Le Conseil d’État français note que l’usage prolongé de l’état d’urgence « restreint les libertés de façon excessive » et peut altérer la cohésion sociale. Le Conseil de l’Europe met en garde contre l’« état d’exception permanent » : la lutte contre le terrorisme ne doit pas se transformer en “triomphe du tout sécuritaire” au détriment des garanties juridiques. En pratique, on observe que des restrictions trop larges peuvent être contre-productives : comme l’a souligné la Commissaire aux droits de l’homme du Conseil de l’Europe, limiter la liberté d’expression « n’a jamais été efficace contre le terrorisme ». Les experts insistent donc sur la nécessaire complémentarité entre répression et prévention.

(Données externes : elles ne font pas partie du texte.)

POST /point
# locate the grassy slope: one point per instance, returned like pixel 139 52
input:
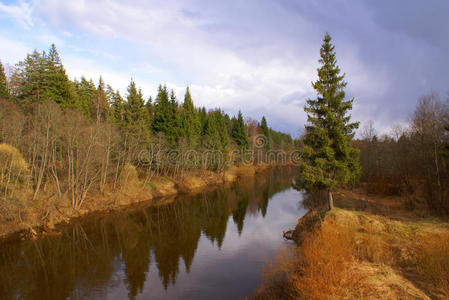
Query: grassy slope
pixel 383 252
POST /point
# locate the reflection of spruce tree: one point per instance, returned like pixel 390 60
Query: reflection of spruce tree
pixel 190 231
pixel 136 253
pixel 263 205
pixel 240 212
pixel 216 214
pixel 166 242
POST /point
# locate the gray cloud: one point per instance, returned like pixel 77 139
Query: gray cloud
pixel 260 56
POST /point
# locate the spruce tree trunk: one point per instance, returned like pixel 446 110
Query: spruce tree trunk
pixel 330 199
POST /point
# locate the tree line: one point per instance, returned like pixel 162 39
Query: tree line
pixel 63 139
pixel 412 162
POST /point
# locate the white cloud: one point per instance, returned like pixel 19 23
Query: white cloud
pixel 20 12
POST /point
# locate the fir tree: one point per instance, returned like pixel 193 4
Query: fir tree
pixel 266 133
pixel 150 107
pixel 42 77
pixel 100 102
pixel 162 112
pixel 165 115
pixel 117 108
pixel 190 121
pixel 328 157
pixel 4 93
pixel 135 107
pixel 136 116
pixel 238 133
pixel 84 93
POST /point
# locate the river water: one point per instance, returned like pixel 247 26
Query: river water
pixel 213 245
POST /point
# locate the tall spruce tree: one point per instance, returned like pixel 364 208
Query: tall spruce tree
pixel 136 116
pixel 190 121
pixel 328 156
pixel 238 133
pixel 4 93
pixel 42 77
pixel 266 133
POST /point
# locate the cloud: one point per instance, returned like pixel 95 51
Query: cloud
pixel 259 56
pixel 20 12
pixel 12 51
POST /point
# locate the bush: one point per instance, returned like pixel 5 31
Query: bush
pixel 14 179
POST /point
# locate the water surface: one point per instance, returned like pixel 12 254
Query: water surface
pixel 210 246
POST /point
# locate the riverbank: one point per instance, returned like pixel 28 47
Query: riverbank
pixel 382 252
pixel 42 217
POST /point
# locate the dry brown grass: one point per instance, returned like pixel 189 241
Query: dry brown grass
pixel 358 255
pixel 432 261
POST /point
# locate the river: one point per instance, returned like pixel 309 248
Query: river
pixel 213 245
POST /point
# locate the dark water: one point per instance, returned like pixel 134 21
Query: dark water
pixel 210 246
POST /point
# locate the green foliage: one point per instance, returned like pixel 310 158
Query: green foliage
pixel 84 91
pixel 100 102
pixel 165 113
pixel 329 158
pixel 136 120
pixel 238 133
pixel 190 124
pixel 280 140
pixel 4 93
pixel 42 77
pixel 117 111
pixel 215 132
pixel 266 133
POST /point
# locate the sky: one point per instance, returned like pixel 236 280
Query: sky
pixel 259 57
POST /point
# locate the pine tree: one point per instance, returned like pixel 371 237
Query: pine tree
pixel 42 77
pixel 117 108
pixel 100 102
pixel 136 116
pixel 266 133
pixel 190 124
pixel 238 133
pixel 165 119
pixel 215 131
pixel 84 92
pixel 4 93
pixel 328 157
pixel 150 107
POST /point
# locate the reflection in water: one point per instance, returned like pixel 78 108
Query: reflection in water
pixel 189 248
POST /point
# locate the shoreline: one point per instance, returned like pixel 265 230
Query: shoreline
pixel 380 251
pixel 158 190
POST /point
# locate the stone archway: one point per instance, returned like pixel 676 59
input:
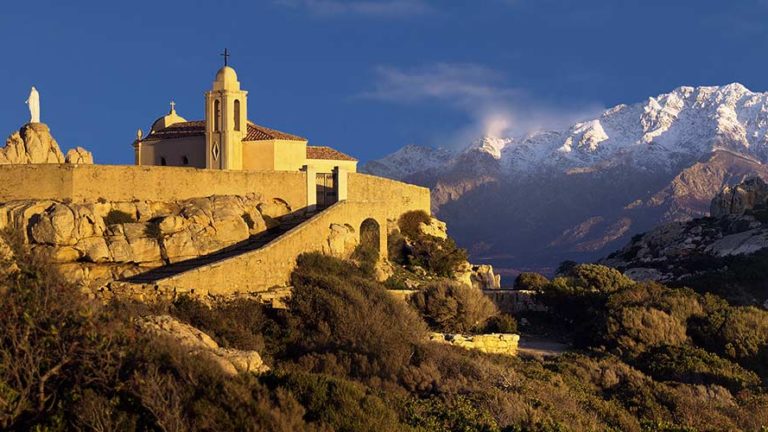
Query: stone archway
pixel 370 237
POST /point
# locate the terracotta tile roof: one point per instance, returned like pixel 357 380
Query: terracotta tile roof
pixel 261 133
pixel 327 153
pixel 197 128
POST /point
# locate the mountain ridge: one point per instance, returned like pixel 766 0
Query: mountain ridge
pixel 655 161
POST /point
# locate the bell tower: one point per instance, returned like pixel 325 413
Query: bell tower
pixel 226 114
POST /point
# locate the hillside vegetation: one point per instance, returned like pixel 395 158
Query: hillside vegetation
pixel 347 356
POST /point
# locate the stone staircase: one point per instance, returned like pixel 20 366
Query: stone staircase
pixel 253 243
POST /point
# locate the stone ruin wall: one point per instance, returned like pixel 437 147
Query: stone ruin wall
pixel 89 183
pixel 63 208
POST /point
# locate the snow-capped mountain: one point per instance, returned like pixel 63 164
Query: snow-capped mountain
pixel 588 187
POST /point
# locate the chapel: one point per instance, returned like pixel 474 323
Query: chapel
pixel 227 140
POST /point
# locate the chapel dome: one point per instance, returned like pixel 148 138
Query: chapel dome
pixel 226 75
pixel 167 120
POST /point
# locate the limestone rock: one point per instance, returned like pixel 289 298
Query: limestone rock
pixel 494 343
pixel 94 249
pixel 33 143
pixel 735 200
pixel 230 361
pixel 341 242
pixel 274 209
pixel 435 228
pixel 79 155
pixel 483 277
pixel 478 276
pixel 55 227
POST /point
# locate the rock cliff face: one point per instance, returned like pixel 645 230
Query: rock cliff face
pixel 33 144
pixel 533 200
pixel 708 250
pixel 230 361
pixel 95 243
pixel 738 199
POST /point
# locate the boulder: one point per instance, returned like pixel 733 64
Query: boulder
pixel 435 228
pixel 79 155
pixel 55 227
pixel 94 249
pixel 341 241
pixel 477 276
pixel 33 143
pixel 230 361
pixel 492 343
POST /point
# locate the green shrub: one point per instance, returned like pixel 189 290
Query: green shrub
pixel 530 281
pixel 236 323
pixel 409 223
pixel 438 256
pixel 348 324
pixel 694 365
pixel 588 279
pixel 452 307
pixel 115 217
pixel 339 404
pixel 501 323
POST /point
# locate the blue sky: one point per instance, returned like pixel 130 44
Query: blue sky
pixel 365 76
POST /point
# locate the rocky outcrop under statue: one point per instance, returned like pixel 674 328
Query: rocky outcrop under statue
pixel 94 243
pixel 230 361
pixel 683 252
pixel 34 144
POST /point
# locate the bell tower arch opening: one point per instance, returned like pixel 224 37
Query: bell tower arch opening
pixel 226 117
pixel 370 238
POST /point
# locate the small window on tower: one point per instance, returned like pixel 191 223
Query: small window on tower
pixel 237 115
pixel 216 115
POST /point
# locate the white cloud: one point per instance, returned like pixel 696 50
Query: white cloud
pixel 455 83
pixel 373 8
pixel 492 106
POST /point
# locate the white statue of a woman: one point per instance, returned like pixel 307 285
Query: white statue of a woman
pixel 34 105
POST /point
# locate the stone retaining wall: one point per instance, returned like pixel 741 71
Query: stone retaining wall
pixel 89 183
pixel 494 343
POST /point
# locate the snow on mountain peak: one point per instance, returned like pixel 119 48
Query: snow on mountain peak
pixel 491 145
pixel 682 125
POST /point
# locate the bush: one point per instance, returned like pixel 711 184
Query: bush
pixel 530 281
pixel 339 404
pixel 347 324
pixel 115 217
pixel 453 307
pixel 587 279
pixel 409 223
pixel 501 323
pixel 233 324
pixel 694 365
pixel 635 329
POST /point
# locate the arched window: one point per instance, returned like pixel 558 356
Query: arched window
pixel 237 114
pixel 216 115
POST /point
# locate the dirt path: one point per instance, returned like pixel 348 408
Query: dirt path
pixel 538 347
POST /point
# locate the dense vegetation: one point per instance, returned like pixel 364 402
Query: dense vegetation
pixel 347 356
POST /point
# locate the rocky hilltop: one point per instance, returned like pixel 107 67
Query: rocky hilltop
pixel 725 253
pixel 33 143
pixel 531 201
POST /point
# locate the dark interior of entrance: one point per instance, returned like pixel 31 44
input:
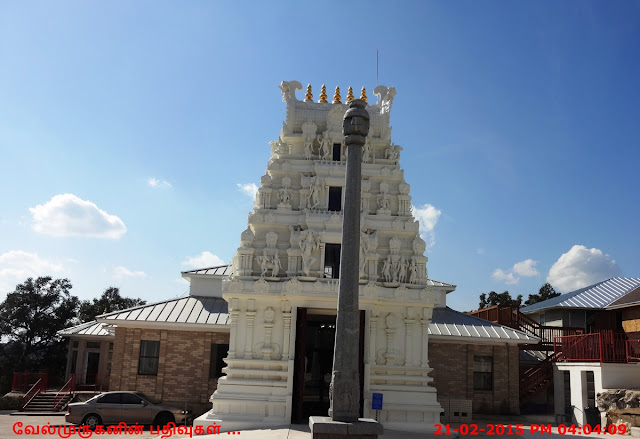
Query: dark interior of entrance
pixel 332 261
pixel 315 364
pixel 315 337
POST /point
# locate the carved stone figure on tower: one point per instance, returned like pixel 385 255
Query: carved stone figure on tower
pixel 325 144
pixel 308 244
pixel 317 186
pixel 366 151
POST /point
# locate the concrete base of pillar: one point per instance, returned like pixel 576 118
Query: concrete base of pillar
pixel 324 428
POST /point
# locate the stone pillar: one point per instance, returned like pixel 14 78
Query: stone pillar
pixel 424 322
pixel 251 315
pixel 286 316
pixel 233 316
pixel 373 327
pixel 345 382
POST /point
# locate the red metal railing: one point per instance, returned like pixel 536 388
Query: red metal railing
pixel 67 389
pixel 23 381
pixel 39 386
pixel 603 347
pixel 536 378
pixel 92 382
pixel 633 351
pixel 512 317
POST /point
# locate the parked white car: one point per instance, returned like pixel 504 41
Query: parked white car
pixel 129 407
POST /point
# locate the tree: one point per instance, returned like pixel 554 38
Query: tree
pixel 30 318
pixel 546 292
pixel 111 300
pixel 502 299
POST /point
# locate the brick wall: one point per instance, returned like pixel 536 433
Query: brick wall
pixel 183 366
pixel 452 374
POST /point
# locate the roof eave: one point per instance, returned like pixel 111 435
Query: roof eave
pixel 483 340
pixel 201 327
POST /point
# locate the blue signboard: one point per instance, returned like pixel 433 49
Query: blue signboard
pixel 376 401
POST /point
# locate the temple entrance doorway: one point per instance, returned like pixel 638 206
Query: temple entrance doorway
pixel 315 337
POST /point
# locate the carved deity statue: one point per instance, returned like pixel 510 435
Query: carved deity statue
pixel 285 195
pixel 308 149
pixel 413 269
pixel 366 151
pixel 325 144
pixel 308 243
pixel 313 199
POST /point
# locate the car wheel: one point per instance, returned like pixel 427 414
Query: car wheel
pixel 164 418
pixel 92 420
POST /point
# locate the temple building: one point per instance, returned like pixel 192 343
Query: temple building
pixel 261 331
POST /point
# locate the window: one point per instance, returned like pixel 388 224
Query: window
pixel 130 398
pixel 149 354
pixel 332 261
pixel 216 363
pixel 591 389
pixel 74 361
pixel 109 398
pixel 335 199
pixel 337 153
pixel 482 373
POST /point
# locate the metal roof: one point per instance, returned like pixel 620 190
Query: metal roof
pixel 596 296
pixel 89 328
pixel 448 323
pixel 437 283
pixel 226 270
pixel 222 270
pixel 630 299
pixel 195 310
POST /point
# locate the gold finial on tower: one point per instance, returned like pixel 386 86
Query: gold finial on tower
pixel 337 97
pixel 350 95
pixel 323 95
pixel 308 96
pixel 363 95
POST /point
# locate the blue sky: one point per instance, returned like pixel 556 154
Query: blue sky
pixel 127 127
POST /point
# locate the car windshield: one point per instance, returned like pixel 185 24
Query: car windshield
pixel 93 399
pixel 146 398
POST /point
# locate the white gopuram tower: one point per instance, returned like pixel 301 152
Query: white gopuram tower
pixel 283 289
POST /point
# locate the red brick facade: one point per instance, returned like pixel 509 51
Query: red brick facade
pixel 183 366
pixel 452 374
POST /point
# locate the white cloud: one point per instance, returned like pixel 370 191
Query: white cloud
pixel 17 266
pixel 68 215
pixel 581 267
pixel 506 277
pixel 157 183
pixel 526 268
pixel 249 189
pixel 203 260
pixel 428 217
pixel 121 271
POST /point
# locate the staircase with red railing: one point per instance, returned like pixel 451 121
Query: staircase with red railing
pixel 512 317
pixel 536 379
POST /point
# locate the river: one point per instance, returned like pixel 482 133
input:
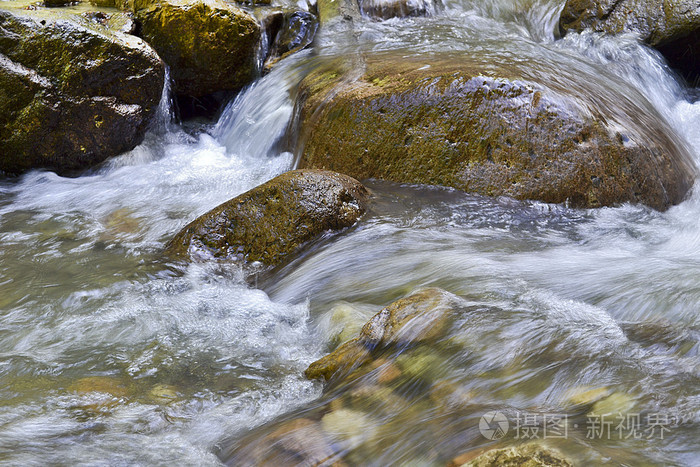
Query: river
pixel 111 356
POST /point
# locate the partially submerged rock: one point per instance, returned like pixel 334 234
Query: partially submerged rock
pixel 528 455
pixel 294 442
pixel 673 27
pixel 494 129
pixel 420 318
pixel 209 45
pixel 385 9
pixel 275 219
pixel 71 95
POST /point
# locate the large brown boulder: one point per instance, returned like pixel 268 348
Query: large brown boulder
pixel 71 95
pixel 209 46
pixel 275 219
pixel 673 27
pixel 468 122
pixel 385 9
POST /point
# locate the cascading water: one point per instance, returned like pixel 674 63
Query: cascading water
pixel 109 355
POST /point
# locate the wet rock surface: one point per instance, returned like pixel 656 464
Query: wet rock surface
pixel 529 455
pixel 271 221
pixel 673 27
pixel 72 92
pixel 209 46
pixel 291 32
pixel 385 9
pixel 460 121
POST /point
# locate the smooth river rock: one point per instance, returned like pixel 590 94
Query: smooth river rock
pixel 209 45
pixel 472 123
pixel 420 318
pixel 527 455
pixel 673 27
pixel 72 92
pixel 273 220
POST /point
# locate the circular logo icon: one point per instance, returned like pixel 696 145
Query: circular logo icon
pixel 493 425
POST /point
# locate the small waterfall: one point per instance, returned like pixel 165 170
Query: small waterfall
pixel 255 121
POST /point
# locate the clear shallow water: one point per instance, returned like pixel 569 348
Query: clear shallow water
pixel 110 356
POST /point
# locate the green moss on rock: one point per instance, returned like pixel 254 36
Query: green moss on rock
pixel 490 129
pixel 528 455
pixel 71 95
pixel 209 46
pixel 673 27
pixel 271 221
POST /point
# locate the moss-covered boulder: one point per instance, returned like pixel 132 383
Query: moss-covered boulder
pixel 275 219
pixel 72 92
pixel 420 318
pixel 673 27
pixel 465 121
pixel 209 45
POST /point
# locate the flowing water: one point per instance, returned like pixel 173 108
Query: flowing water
pixel 111 356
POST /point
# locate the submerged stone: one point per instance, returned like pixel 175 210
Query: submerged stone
pixel 294 442
pixel 291 32
pixel 528 455
pixel 72 92
pixel 461 121
pixel 419 318
pixel 274 220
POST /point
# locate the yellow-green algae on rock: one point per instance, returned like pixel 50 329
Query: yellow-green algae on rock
pixel 460 120
pixel 275 219
pixel 209 45
pixel 73 91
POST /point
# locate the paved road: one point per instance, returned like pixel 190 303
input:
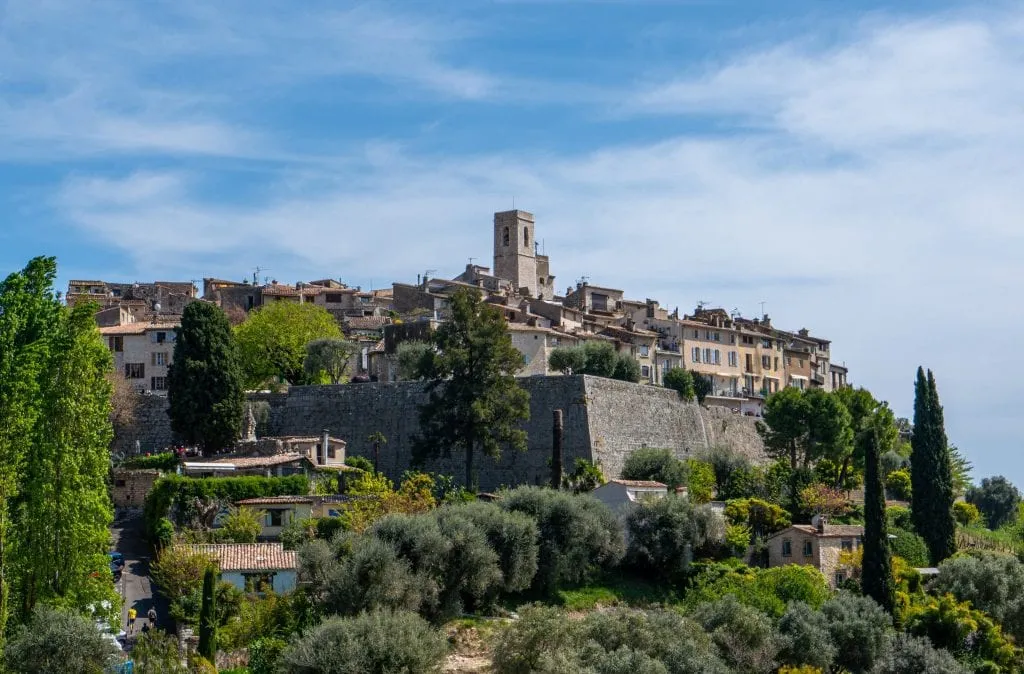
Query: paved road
pixel 135 586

Les institutions internationales préconisent des politiques de déradicalisation et d’éducation civique : on ne peut pas prévenir les actes terroristes « uniquement en adoptant des mesures répressives ».

La menace

Les régimes autoritaires (dictatures) à l’étranger représentent une autre forme de menace. Ils essaient d’affaiblir les démocraties par des interventions indirectes : désinformation, ingérences électorales, cyberattaques, espionnage, soutien à des mouvements populistes. La Commission européenne alerte ainsi que «les régimes autoritaires cherchent à saper notre confiance dans les institutions démocratiques, [dans] les élections libres et régulières» À l’échelle mondiale, on observe le renforcement de pouvoirs dictatoriaux (Russie, Chine, etc.) et leur influence croissante. Un regroupement d'experts au sein d'une structure de droit privé ( think-tank) français note que les démocraties occidentales sont « prises en étau par des tensions géopolitiques » liées à la montée des régimes non démocratiques Historiquement, cette confrontation a pris la forme de rivalités idéologiques (guerre froide) ou militaires (IIe Guerre mondiale, guerres du Golfe, etc.), c’est-à-dire par des moyens rarement « démocratiques » (conflits armés, blocus, opérations clandestines).